En deux voire trois pages, la Suisse Adelheid Duvanel a le chic pour croquer des situations, entre poésie et mystère.

Décidément, les histoires courtes ont le vent en poupe, après les louanges que nous faisions au beau recueil de David Thomas, Partout les autres. Publié pour la première fois en 1988, La Maison disparue comporte trente-six instantanés. À y regarder de plus près, on serait tenté de dire que ces histoires se rapprochent plus de miniatures que de microfictions dans le sens où elles s’intéressent à des faits de la vie quotidienne, saisis à un moment banal. Les microfictions de Régis Jauffret et de David Thomas sont-elles plutôt repliées sur elles-mêmes, constituant un tout et donc une véritable histoire (milieu-début-chute).

Car La Maison disparue désarçonne. On y croise Hubert Pleinement qui se prend pour un mouton, une femme qui se suicide en se jetant du haut d’un pont, une Dora qui vit avec un violoncelle, un jeune homme qu’on surnomme « Sansmoi »… Adelheid Duvanel reprend certains thèmes de nouvelle en nouvelle : les enfants, la neige silencieuse, les arbres qui frémissent, la solitude mais aussi la vie en couple.
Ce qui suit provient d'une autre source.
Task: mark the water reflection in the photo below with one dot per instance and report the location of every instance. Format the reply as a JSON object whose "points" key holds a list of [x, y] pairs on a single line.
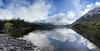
{"points": [[61, 39]]}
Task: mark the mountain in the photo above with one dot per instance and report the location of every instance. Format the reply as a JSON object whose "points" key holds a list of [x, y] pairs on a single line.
{"points": [[89, 26]]}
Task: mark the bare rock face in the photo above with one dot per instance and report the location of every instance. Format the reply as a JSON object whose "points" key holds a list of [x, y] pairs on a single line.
{"points": [[8, 43], [89, 26]]}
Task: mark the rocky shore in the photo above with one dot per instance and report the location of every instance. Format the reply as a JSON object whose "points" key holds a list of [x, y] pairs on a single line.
{"points": [[8, 43]]}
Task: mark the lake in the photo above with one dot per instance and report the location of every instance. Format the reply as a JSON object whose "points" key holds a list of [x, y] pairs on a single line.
{"points": [[59, 39]]}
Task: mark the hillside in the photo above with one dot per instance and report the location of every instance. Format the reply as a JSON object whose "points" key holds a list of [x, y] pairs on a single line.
{"points": [[89, 26], [17, 28]]}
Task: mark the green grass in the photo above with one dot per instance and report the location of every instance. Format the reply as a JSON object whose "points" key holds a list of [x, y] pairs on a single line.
{"points": [[89, 30]]}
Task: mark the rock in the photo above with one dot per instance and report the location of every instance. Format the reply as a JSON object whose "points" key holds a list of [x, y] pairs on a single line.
{"points": [[8, 43]]}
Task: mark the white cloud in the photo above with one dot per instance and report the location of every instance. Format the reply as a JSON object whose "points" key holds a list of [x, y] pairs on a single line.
{"points": [[35, 12], [62, 18], [97, 3]]}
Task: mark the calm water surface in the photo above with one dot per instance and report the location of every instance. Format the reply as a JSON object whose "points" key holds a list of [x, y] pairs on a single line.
{"points": [[60, 39]]}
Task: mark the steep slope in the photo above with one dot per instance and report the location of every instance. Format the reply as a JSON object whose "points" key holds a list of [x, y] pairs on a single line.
{"points": [[89, 26]]}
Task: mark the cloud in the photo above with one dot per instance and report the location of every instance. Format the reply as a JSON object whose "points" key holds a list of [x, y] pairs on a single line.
{"points": [[97, 3], [40, 10], [35, 12]]}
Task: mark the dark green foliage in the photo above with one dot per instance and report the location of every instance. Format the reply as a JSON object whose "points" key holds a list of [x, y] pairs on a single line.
{"points": [[17, 28], [89, 26]]}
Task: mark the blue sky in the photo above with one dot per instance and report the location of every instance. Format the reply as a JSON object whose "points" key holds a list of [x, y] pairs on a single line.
{"points": [[59, 11]]}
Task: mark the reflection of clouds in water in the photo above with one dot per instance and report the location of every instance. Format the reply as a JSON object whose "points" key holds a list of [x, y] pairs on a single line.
{"points": [[59, 39]]}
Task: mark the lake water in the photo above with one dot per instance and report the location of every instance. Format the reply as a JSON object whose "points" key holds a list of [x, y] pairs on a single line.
{"points": [[59, 39]]}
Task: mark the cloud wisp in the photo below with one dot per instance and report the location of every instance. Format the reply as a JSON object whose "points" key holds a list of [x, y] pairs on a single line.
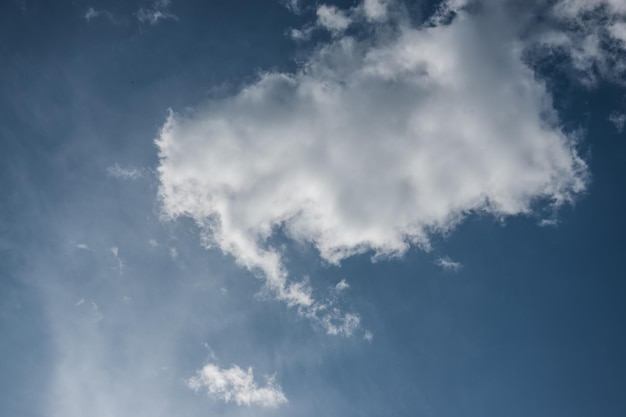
{"points": [[158, 12], [374, 145], [237, 386], [448, 264]]}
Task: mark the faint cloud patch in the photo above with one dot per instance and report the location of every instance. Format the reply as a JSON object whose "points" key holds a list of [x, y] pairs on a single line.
{"points": [[237, 386], [618, 120], [116, 255], [448, 264], [341, 286], [158, 12], [92, 14], [128, 173]]}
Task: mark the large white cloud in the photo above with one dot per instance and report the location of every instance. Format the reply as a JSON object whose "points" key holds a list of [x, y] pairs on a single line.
{"points": [[374, 145]]}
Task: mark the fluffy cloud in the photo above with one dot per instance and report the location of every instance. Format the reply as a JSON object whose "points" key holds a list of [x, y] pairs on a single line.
{"points": [[374, 145], [592, 34], [238, 386]]}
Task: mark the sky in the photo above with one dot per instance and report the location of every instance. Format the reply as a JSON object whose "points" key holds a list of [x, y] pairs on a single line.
{"points": [[298, 208]]}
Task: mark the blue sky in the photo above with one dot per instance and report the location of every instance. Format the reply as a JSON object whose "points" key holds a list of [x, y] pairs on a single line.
{"points": [[296, 208]]}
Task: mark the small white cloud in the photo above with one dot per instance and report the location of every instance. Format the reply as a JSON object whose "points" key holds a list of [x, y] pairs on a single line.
{"points": [[618, 120], [332, 18], [96, 311], [341, 285], [120, 264], [375, 10], [448, 264], [92, 14], [548, 223], [80, 246], [368, 336], [158, 12], [129, 173], [237, 386]]}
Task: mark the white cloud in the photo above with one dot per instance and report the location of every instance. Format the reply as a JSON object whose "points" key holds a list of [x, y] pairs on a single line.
{"points": [[374, 145], [238, 386], [448, 264], [592, 33], [618, 120], [129, 173], [92, 13], [120, 264], [375, 10], [158, 12], [341, 286], [332, 18]]}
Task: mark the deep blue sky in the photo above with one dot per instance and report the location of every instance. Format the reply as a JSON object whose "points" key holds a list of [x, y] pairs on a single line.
{"points": [[107, 307]]}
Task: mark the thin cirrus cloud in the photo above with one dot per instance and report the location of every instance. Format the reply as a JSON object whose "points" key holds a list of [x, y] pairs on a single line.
{"points": [[237, 386], [157, 12], [374, 145], [448, 264]]}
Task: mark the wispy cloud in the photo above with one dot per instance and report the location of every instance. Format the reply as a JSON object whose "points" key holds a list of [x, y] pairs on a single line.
{"points": [[618, 120], [448, 264], [92, 14], [238, 386], [128, 173], [158, 12]]}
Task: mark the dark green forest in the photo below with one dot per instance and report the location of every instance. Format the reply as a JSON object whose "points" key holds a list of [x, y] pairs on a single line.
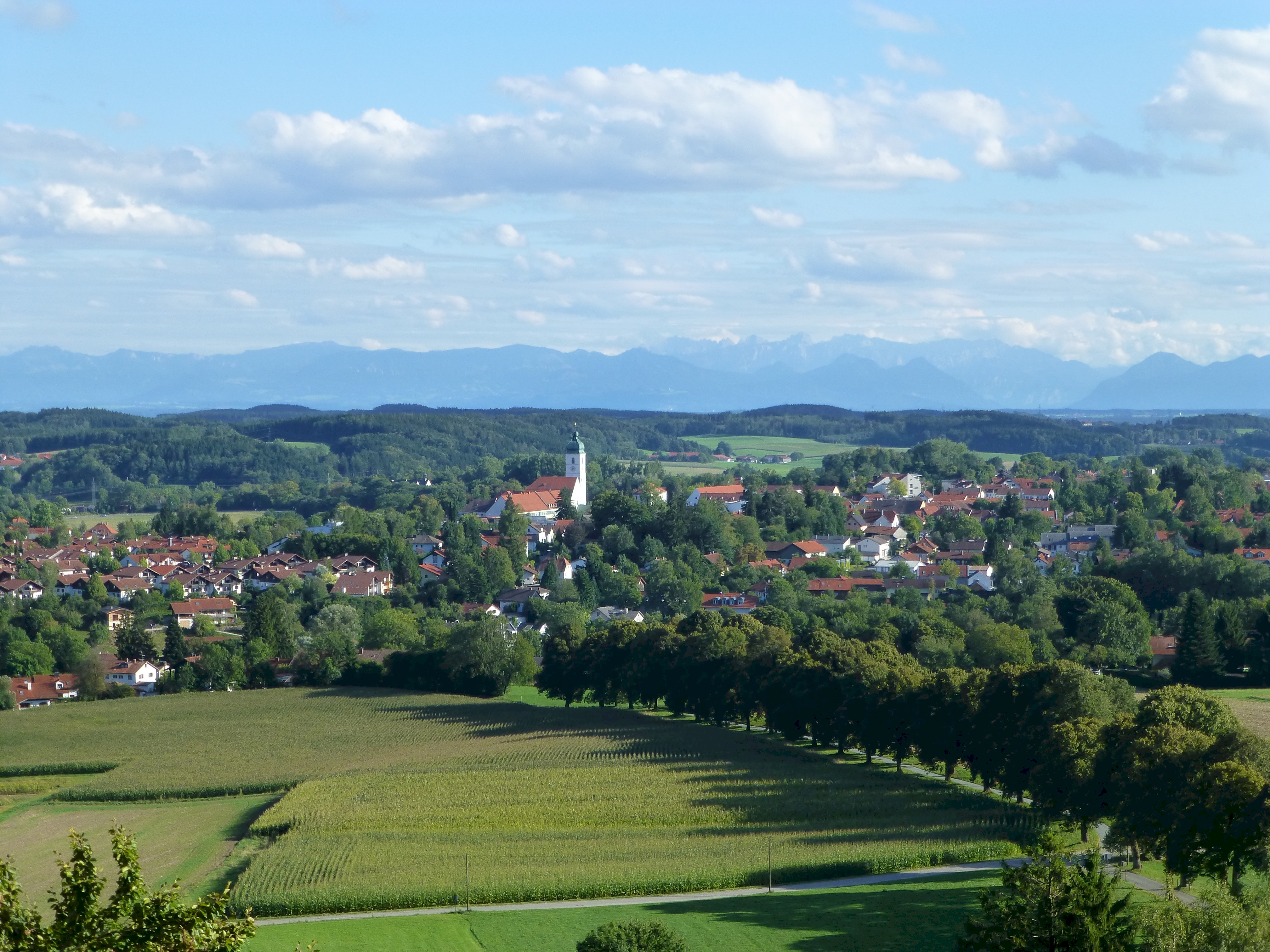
{"points": [[127, 457]]}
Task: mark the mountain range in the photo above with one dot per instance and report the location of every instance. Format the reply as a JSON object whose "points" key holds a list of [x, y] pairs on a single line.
{"points": [[855, 372]]}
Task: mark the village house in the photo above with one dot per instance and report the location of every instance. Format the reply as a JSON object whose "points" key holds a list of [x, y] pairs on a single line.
{"points": [[219, 610], [364, 584], [139, 676], [44, 690], [737, 602]]}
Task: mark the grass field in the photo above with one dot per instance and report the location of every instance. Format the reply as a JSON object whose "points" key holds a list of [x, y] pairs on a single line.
{"points": [[398, 789], [911, 917], [1251, 706], [83, 521], [184, 841]]}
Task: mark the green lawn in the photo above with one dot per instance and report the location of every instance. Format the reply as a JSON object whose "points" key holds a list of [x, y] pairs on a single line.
{"points": [[914, 917], [184, 841]]}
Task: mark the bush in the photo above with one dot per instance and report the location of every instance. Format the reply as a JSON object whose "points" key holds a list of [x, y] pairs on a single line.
{"points": [[633, 936]]}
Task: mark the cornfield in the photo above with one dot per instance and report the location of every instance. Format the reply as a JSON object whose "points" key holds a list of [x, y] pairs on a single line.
{"points": [[397, 799]]}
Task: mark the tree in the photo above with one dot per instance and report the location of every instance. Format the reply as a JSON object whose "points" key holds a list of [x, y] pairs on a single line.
{"points": [[135, 919], [479, 657], [1048, 906], [175, 644], [564, 671], [633, 936], [512, 527], [1199, 655], [133, 643]]}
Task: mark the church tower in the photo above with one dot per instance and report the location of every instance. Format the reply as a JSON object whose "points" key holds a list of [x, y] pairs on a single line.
{"points": [[576, 466]]}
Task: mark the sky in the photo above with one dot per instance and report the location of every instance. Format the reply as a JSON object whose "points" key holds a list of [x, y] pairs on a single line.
{"points": [[1084, 178]]}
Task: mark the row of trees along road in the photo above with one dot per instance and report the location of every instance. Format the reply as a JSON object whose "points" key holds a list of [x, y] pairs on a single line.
{"points": [[1175, 776]]}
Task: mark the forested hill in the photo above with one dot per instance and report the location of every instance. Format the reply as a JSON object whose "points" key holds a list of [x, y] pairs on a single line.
{"points": [[272, 445]]}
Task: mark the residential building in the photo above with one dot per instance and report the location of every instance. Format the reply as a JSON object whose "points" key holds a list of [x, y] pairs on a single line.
{"points": [[219, 610], [737, 602], [44, 690], [139, 676]]}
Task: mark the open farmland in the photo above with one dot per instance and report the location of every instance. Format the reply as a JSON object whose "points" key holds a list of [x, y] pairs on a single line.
{"points": [[901, 917], [397, 791]]}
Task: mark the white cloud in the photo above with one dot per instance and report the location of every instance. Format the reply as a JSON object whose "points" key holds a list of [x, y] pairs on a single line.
{"points": [[65, 207], [898, 60], [387, 268], [1160, 240], [40, 15], [776, 218], [886, 261], [986, 122], [267, 247], [556, 262], [1231, 238], [893, 20], [508, 236], [127, 121], [1222, 93]]}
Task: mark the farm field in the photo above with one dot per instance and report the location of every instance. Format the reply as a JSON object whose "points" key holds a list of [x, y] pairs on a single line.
{"points": [[395, 790], [910, 917], [1251, 706], [183, 841], [83, 521]]}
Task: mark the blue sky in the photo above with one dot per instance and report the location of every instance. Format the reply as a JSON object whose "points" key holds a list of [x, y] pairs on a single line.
{"points": [[1089, 179]]}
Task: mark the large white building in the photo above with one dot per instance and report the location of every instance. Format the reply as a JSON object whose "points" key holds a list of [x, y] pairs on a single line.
{"points": [[576, 468]]}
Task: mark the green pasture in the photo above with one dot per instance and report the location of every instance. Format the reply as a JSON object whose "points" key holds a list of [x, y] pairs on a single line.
{"points": [[83, 521], [905, 917], [393, 792], [186, 841]]}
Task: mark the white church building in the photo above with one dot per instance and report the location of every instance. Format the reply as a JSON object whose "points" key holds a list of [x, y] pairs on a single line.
{"points": [[540, 498]]}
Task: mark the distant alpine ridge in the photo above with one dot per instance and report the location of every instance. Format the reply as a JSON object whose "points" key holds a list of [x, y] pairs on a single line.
{"points": [[700, 376]]}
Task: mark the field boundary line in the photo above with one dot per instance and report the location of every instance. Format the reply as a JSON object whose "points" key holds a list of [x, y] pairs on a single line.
{"points": [[872, 880]]}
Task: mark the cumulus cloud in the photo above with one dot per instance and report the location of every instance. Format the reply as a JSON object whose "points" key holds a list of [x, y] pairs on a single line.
{"points": [[267, 247], [1222, 93], [986, 122], [776, 218], [898, 60], [74, 209], [508, 236], [882, 259], [387, 268], [1160, 240], [893, 20], [38, 15]]}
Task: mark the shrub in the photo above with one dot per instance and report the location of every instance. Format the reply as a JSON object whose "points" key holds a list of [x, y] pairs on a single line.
{"points": [[633, 936]]}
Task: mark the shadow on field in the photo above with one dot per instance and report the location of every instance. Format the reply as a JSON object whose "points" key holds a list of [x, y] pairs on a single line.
{"points": [[904, 917], [768, 786]]}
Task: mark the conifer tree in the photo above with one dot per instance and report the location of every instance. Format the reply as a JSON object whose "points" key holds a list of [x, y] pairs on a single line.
{"points": [[175, 644], [1199, 655]]}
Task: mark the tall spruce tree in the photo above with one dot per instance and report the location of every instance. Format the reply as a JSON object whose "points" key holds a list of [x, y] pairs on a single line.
{"points": [[134, 643], [1199, 654], [175, 644]]}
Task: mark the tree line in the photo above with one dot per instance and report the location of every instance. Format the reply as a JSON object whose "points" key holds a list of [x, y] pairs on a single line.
{"points": [[1175, 776]]}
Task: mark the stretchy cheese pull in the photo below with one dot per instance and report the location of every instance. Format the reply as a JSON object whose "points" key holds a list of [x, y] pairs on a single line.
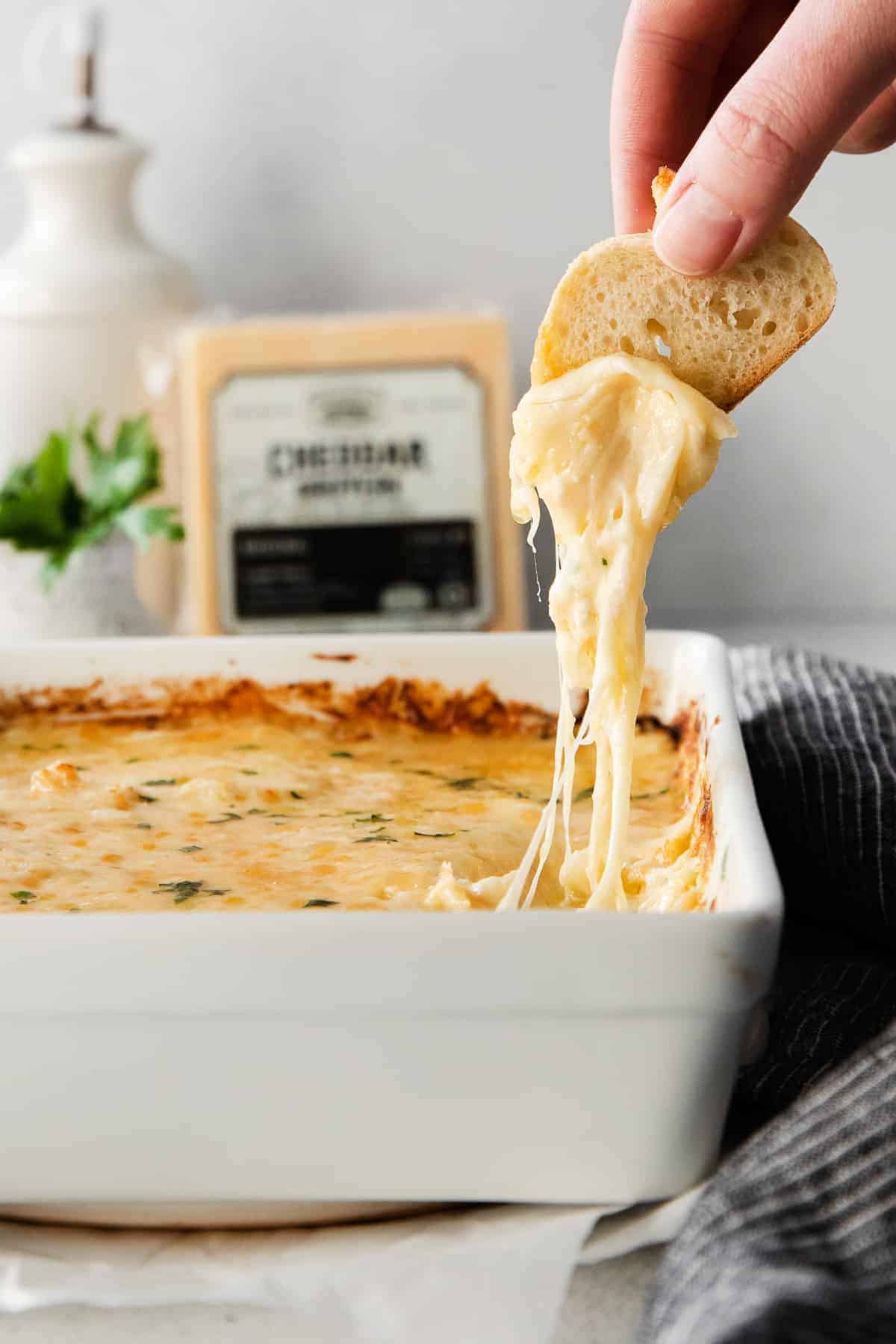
{"points": [[615, 449]]}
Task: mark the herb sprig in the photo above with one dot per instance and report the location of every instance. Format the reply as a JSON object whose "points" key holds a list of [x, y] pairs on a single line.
{"points": [[45, 505]]}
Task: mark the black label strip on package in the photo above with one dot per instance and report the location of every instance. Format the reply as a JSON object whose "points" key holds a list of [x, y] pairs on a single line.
{"points": [[358, 570]]}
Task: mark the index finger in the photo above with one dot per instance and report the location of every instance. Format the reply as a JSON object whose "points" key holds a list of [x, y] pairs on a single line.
{"points": [[662, 92]]}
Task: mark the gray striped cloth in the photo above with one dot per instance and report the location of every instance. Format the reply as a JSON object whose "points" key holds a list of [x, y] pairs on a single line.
{"points": [[794, 1239]]}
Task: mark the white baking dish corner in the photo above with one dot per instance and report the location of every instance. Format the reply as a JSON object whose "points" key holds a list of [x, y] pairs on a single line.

La difficulté des histoires tient souvent au manque d’explications, comme si Adelheid Duvanel nous projetait dans une vie, et nous demandait de nous débrouiller, d’y trouver un sens. Cela peut parfois être désagréable, ennuyant, mais La Maison disparue choisit de ne pas livrer de clefs avec une prose que l’on est en droit de trouver doucement poétique.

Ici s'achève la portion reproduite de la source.